In ‘Het Grote Tijdperk’ volgen we dan weer drie kinderen die hun fantasie uitleven. Het verhaal, vol kinderlijke, associatieve beeldspraak (een stomende locomotief is als een man die in de dreef van een park zijn pijp komt roken), speelt zich af in een tuin, waar de ernst van het kinderspel epische vormen aanneemt: er worden eilanden ontdekt, oorlogen uitgevochten, ontdekkingsreizen gemaakt en wreedheden begaan (‘Een naaktslak kreeg de doodstraf en werd geëxecuteerd’).
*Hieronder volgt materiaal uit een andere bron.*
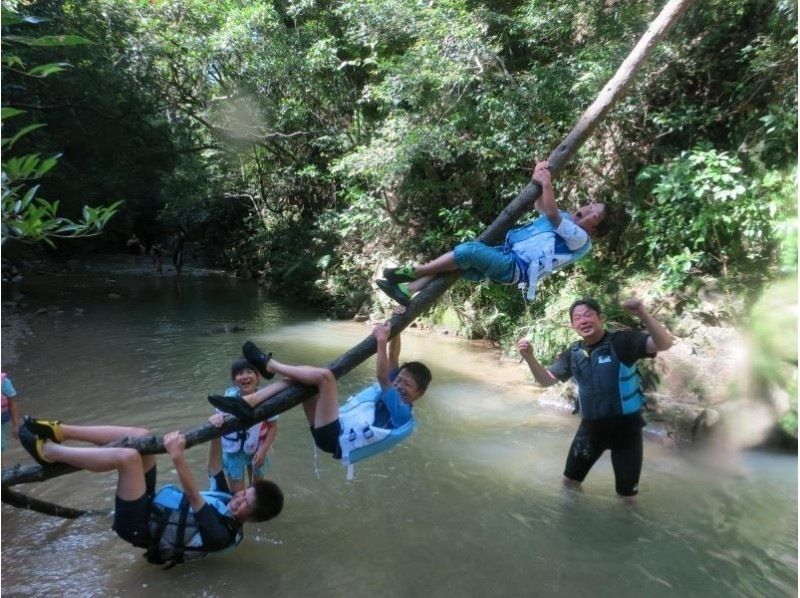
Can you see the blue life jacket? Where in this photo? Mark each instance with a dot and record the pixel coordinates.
(606, 386)
(174, 531)
(360, 438)
(526, 245)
En wat te denken van het schoolmeisje in het verhaal ‘Rachel Frutiger’ dat van haar dure school in Genève wordt gestuurd omdat haar vader de rekening niet kan betalen? Zij wil haar vader ontzien, doet alsof er niets aan de hand is en dwaalt dan maar overdag rond door de Zwitserse stad. Ook mededogen, schaamte en een sterk ontwikkeld klassenbewustzijn zijn zeer courante gevoelens in de complexe psychologie van Larbauds kinderen. Het thema zou later onder meer worden opgepikt door J.D. Salinger, wiens hoofdpersonage Holden Caulfield uit The Catcher in the Rye wereldberoemd zou worden. En of Salinger nu bekend was met het werk van Larbaud of niet, schatplichtig was hij alleszins wel. Beter dan Katrien Vandenberghe in haar nawoord kunnen we het niet verwoorden:
Wel werd gewezen op Larbauds fijne oog voor het hardvochtige van kinderen, die vaak worden geïdealiseerd, en op het gevoelige van zijn benadering, terwijl de meeste schrijvers, op Dickens, Vallès en Jules Renard na, niets van kinderen hadden begrepen en zelden hadden beseft dat ze veel gecompliceerder in elkaar zitten en een rijker innerlijk leven hebben dan grote mensen.
Daan Pieters
Valery Larbaud – Kinderscènes. Uit het Frans vertaald en van een nawoord voorzien door Katrien Vandenberghe. De Arbeiderspers, Amsterdam. 224 blz. € 22,50.